If the information you get via introspection tools is not sufficient, you can load the execution itself, and examine it by hand. Here are a few most recent computations in this execution:

execution = Journey.load(execution.id)
execution.computations |> Enum.take(3)

[
  %Journey.Persistence.Schema.Execution.Computation{
    __meta__: #Ecto.Schema.Metadata<:loaded, "computations">,
    id: "CMPBTHXTZ61EG875VG2Y9HB",
    execution_id: "EXECG5217Z92XXJA1BM8R3LG",
    execution: #Ecto.Association.NotLoaded,
    node_name: :greeting,
    computation_type: :compute,
    state: :failed,
    ex_revision_at_start: 10,
    ex_revision_at_completion: 11,
    scheduled_time: nil,
    start_time: 1776922664,
    completion_time: 1776922664,
    deadline: 1776922724,
    last_heartbeat_at: nil,
    heartbeat_deadline: 1776922904,
    error_details: "\"oh no, failed, 05:37:44 UTC\"",
    computed_with: %{name: 1},
    inserted_at: 1776922664,
    updated_at: 1776922664
  },
  %Journey.Persistence.Schema.Execution.Computation{
    __meta__: #Ecto.Schema.Metadata<:loaded, "computations">,
    id: "CMP6RL4RJGG99AEBE4Z53T3",
    execution_id: "EXECG5217Z92XXJA1BM8R3LG",
    execution: #Ecto.Association.NotLoaded,
    node_name: :greeting,
    computation_type: :compute,
    state: :failed,
    ex_revision_at_start: 8,
    ex_revision_at_completion: 9,
    scheduled_time: nil,
    start_time: 1776922661,
    completion_time: 1776922661,
    deadline: 1776922721,
    last_heartbeat_at: nil,
    heartbeat_deadline: 1776922901,
    error_details: "\"oh no, failed, 05:37:41 UTC\"",
    computed_with: %{name: 1},
    inserted_at: 1776922652,
    updated_at: 1776922661
  },
  %Journey.Persistence.Schema.Execution.Computation{
    __meta__: #Ecto.Schema.Metadata<:loaded, "computations">,
    id: "CMP9Y72L34RL30VXH747J21",
    execution_id: "EXECG5217Z92XXJA1BM8R3LG",
    execution: #Ecto.Association.NotLoaded,
    node_name: :greeting,
    computation_type: :compute,
    state: :failed,
    ex_revision_at_start: 6,
    ex_revision_at_completion: 7,
    scheduled_time: nil,
    start_time: 1776922652,
    completion_time: 1776922652,
    deadline: 1776922712,
    last_heartbeat_at: nil,
    heartbeat_deadline: 1776922892,
    error_details: "\"oh no, failed, 05:37:32 UTC\"",
    computed_with: %{name: 1},
    inserted_at: 1776922651,
    updated_at: 1776922652
  }
]

Summary

In this Livebook, we setup a graph whose compute node’s function returns an error, and we observed journey retrying the computation, subject to the node’s retry policy (the max_retries: 4 in the graph definition overrode the default value of 3).

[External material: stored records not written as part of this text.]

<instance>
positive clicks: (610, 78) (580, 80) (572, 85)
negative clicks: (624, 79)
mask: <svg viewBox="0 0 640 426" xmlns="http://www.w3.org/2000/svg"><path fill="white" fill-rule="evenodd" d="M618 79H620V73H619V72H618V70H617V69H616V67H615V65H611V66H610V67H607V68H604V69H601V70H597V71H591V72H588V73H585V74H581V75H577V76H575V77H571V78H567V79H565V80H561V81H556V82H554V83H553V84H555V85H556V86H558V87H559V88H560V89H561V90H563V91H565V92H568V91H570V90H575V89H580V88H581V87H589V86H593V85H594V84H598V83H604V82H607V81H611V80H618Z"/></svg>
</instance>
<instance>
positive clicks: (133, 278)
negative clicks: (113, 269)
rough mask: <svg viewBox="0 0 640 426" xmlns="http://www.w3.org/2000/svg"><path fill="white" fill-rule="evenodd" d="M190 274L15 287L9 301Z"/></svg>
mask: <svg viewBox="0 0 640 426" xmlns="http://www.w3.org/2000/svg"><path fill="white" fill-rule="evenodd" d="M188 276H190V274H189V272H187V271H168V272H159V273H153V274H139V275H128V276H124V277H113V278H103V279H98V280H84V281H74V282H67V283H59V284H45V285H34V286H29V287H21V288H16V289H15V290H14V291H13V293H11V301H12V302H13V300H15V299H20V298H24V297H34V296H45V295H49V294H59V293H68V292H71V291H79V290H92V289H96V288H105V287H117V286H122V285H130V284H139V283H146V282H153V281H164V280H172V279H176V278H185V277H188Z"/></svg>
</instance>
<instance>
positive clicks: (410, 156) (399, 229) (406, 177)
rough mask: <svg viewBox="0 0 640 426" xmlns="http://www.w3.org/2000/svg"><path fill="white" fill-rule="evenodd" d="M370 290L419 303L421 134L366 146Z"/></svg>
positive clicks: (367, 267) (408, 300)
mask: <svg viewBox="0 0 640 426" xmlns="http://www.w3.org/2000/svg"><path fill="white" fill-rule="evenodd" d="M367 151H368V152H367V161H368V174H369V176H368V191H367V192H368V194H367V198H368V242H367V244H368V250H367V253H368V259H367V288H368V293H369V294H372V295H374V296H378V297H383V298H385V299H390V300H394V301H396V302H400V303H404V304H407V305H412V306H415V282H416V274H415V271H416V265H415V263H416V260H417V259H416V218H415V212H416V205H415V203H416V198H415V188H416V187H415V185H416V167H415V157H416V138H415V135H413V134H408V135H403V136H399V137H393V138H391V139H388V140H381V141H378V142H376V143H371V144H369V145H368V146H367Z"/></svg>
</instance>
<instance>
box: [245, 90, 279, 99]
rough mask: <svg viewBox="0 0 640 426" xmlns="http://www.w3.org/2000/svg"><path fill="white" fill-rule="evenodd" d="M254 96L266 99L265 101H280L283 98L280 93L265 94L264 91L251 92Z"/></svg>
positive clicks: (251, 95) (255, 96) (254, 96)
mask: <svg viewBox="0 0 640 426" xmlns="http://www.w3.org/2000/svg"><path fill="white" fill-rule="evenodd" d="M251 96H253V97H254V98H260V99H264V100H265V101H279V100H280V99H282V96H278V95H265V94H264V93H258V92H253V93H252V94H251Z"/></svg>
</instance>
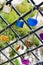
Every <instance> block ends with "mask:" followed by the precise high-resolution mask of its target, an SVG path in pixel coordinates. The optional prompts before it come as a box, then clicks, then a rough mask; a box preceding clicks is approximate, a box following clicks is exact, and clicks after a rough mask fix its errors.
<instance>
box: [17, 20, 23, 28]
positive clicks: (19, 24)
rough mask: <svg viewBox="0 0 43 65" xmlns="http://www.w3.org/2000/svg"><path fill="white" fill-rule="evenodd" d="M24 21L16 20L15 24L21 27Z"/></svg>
mask: <svg viewBox="0 0 43 65" xmlns="http://www.w3.org/2000/svg"><path fill="white" fill-rule="evenodd" d="M23 25H24V22H21V21H20V20H17V21H16V26H17V27H21V28H23Z"/></svg>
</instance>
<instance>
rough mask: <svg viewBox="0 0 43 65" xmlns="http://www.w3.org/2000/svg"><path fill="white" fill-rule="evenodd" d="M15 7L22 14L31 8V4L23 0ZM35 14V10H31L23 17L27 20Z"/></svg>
mask: <svg viewBox="0 0 43 65" xmlns="http://www.w3.org/2000/svg"><path fill="white" fill-rule="evenodd" d="M16 8H17V10H18V11H19V12H20V13H21V14H24V13H26V12H29V11H30V10H31V9H32V8H33V6H32V4H30V3H28V2H27V1H26V0H24V1H23V2H22V3H21V4H19V5H17V6H16ZM35 14H36V10H35V11H34V12H32V13H31V14H28V15H26V16H25V17H24V19H25V20H27V19H28V18H29V17H33V16H35Z"/></svg>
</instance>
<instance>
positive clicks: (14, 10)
mask: <svg viewBox="0 0 43 65" xmlns="http://www.w3.org/2000/svg"><path fill="white" fill-rule="evenodd" d="M30 1H31V2H32V4H33V5H34V6H33V9H32V10H33V11H34V10H38V12H39V13H40V14H41V15H42V17H43V12H42V11H41V9H40V6H42V5H43V2H41V3H40V4H38V5H36V4H35V2H34V1H33V0H30ZM28 2H29V1H28ZM11 6H12V5H11ZM12 8H13V9H14V11H15V12H16V13H17V14H18V15H19V19H18V20H21V19H22V20H23V21H24V22H25V24H26V25H27V26H28V28H29V29H30V30H31V32H30V33H28V34H27V35H25V36H23V37H20V36H19V34H17V32H15V30H13V28H12V25H14V24H15V23H16V21H17V20H16V21H14V22H13V23H12V24H8V22H6V20H5V19H4V18H3V17H2V16H0V18H1V19H2V20H3V22H4V23H5V24H6V28H4V29H3V30H2V31H0V34H1V33H2V32H4V31H5V30H7V29H8V28H10V29H11V30H12V32H13V33H14V34H15V35H17V37H18V39H16V41H13V42H11V43H10V44H9V43H7V44H8V45H7V46H6V47H4V48H2V49H0V53H2V54H3V55H4V56H5V57H6V58H7V59H8V60H7V61H5V62H3V63H1V64H0V65H3V64H5V63H8V62H11V63H12V65H15V64H14V63H13V62H12V60H14V59H16V58H18V57H20V56H22V55H24V54H26V53H28V52H31V53H32V54H33V55H34V56H35V58H36V59H37V60H38V61H40V59H39V58H38V57H37V56H36V55H35V54H34V53H33V51H34V50H36V49H39V48H41V47H43V41H42V40H41V39H40V38H39V36H38V35H37V34H36V32H37V31H39V30H40V29H42V28H43V26H41V27H39V28H37V29H35V30H32V28H31V27H30V26H29V25H28V24H27V22H26V21H25V20H24V17H25V16H26V15H28V14H30V13H31V12H32V10H30V11H29V12H27V13H25V14H24V15H22V16H21V14H20V13H19V12H18V11H17V9H16V8H15V7H13V6H12ZM33 33H34V35H35V36H36V37H37V38H38V39H39V40H40V42H41V43H42V45H40V46H38V47H36V48H34V49H31V50H29V49H28V50H27V51H26V52H25V53H23V54H20V55H19V54H18V53H17V52H16V51H15V50H14V49H13V47H12V45H13V44H15V43H16V42H18V41H19V40H20V41H21V42H22V43H23V44H24V42H23V40H22V39H24V38H26V37H27V36H29V35H31V34H33ZM8 47H10V48H11V49H12V50H13V51H14V52H15V53H16V54H17V55H18V56H16V57H13V58H12V59H9V58H8V57H7V56H6V55H5V54H4V53H3V52H2V51H3V50H4V49H6V48H8Z"/></svg>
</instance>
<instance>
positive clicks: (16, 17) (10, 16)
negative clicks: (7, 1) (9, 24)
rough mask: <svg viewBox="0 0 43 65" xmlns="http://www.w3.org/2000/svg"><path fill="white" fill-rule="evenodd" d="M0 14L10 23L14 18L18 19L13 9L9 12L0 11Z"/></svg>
mask: <svg viewBox="0 0 43 65" xmlns="http://www.w3.org/2000/svg"><path fill="white" fill-rule="evenodd" d="M0 15H1V16H3V17H4V18H5V20H6V21H7V22H8V23H10V24H11V23H12V22H14V21H15V20H16V19H18V15H17V14H16V12H15V11H14V10H13V9H12V11H11V12H10V13H9V14H8V13H5V12H3V11H0Z"/></svg>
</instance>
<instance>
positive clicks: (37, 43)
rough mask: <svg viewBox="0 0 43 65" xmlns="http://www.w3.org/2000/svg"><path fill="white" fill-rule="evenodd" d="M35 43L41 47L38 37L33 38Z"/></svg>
mask: <svg viewBox="0 0 43 65" xmlns="http://www.w3.org/2000/svg"><path fill="white" fill-rule="evenodd" d="M33 43H34V44H35V45H36V46H39V44H40V42H39V40H38V38H37V37H36V36H34V37H33Z"/></svg>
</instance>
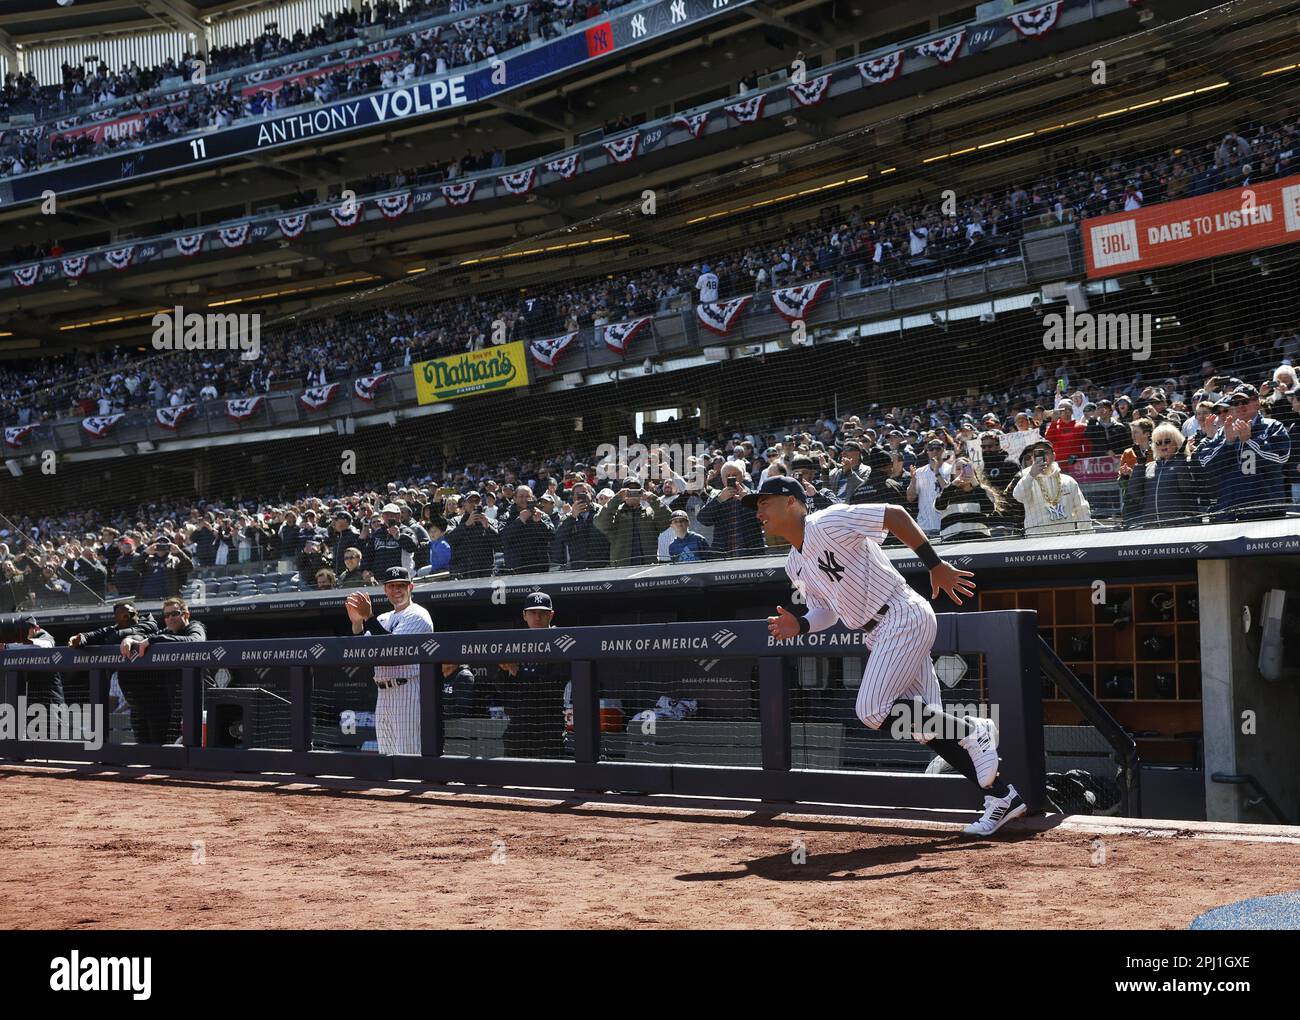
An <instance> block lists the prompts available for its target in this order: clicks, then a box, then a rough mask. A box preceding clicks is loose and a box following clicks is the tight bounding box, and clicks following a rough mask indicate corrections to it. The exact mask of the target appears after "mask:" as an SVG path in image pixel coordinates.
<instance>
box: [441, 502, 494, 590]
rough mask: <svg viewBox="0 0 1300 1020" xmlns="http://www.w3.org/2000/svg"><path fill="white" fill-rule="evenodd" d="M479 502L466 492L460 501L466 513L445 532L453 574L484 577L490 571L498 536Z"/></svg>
mask: <svg viewBox="0 0 1300 1020" xmlns="http://www.w3.org/2000/svg"><path fill="white" fill-rule="evenodd" d="M480 504H481V499H480V496H478V494H477V492H469V494H468V495H467V496H465V498H464V499H463V500H461V505H463V507H465V512H464V513H461V515H460V517H459V518H458V521H456V526H455V528H452V529H451V530H450V531H447V544H448V546H451V564H450V567H451V574H452V577H485V576H487V574H490V573H491V572H493V565H494V564H495V561H497V550H498V548H500V535H499V534H498V531H497V525H495V524H493V521H490V520H487V515H485V513H484V512H482V509H481V505H480Z"/></svg>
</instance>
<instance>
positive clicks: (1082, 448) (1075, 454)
mask: <svg viewBox="0 0 1300 1020" xmlns="http://www.w3.org/2000/svg"><path fill="white" fill-rule="evenodd" d="M1087 431H1088V426H1087V425H1086V424H1084V422H1083V421H1082V420H1076V418H1075V417H1074V404H1071V403H1070V402H1069V400H1061V402H1060V403H1057V408H1056V413H1054V414H1053V416H1052V421H1050V422H1049V424H1048V427H1047V429H1044V430H1043V438H1044V439H1047V440H1048V442H1049V443H1052V451H1053V453H1054V455H1056V460H1057V461H1060V463H1061V464H1070V463H1071V457H1074V459H1078V457H1086V456H1088V450H1089V444H1088V440H1087V438H1086V433H1087ZM1022 455H1023V453H1022Z"/></svg>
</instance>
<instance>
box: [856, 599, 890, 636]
mask: <svg viewBox="0 0 1300 1020" xmlns="http://www.w3.org/2000/svg"><path fill="white" fill-rule="evenodd" d="M887 612H889V607H888V606H881V607H880V608H879V609H878V611H876V616H878V617H880V616H884V615H885V613H887ZM879 622H880V620H868V621H867V622H866V624H865V625H863V628H862V629H863V630H866V631H867V633H868V634H870V633H871V631H872V630H875V629H876V624H879Z"/></svg>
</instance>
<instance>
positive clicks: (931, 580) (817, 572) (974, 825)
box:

We also looked at the state of the execution, by rendering its mermaid graph, looking at its values, and doing in-depth introspection with Journey.Tools.introspect/1.

We also kicked off a recomputation on a failed node, with Journey.Tools.retry_computation/2, which, given the nature of our failure mode (a hardcoded error;), predictably did not fix the problem.

We also took a glimpse at the computation portion of the complete execution structure.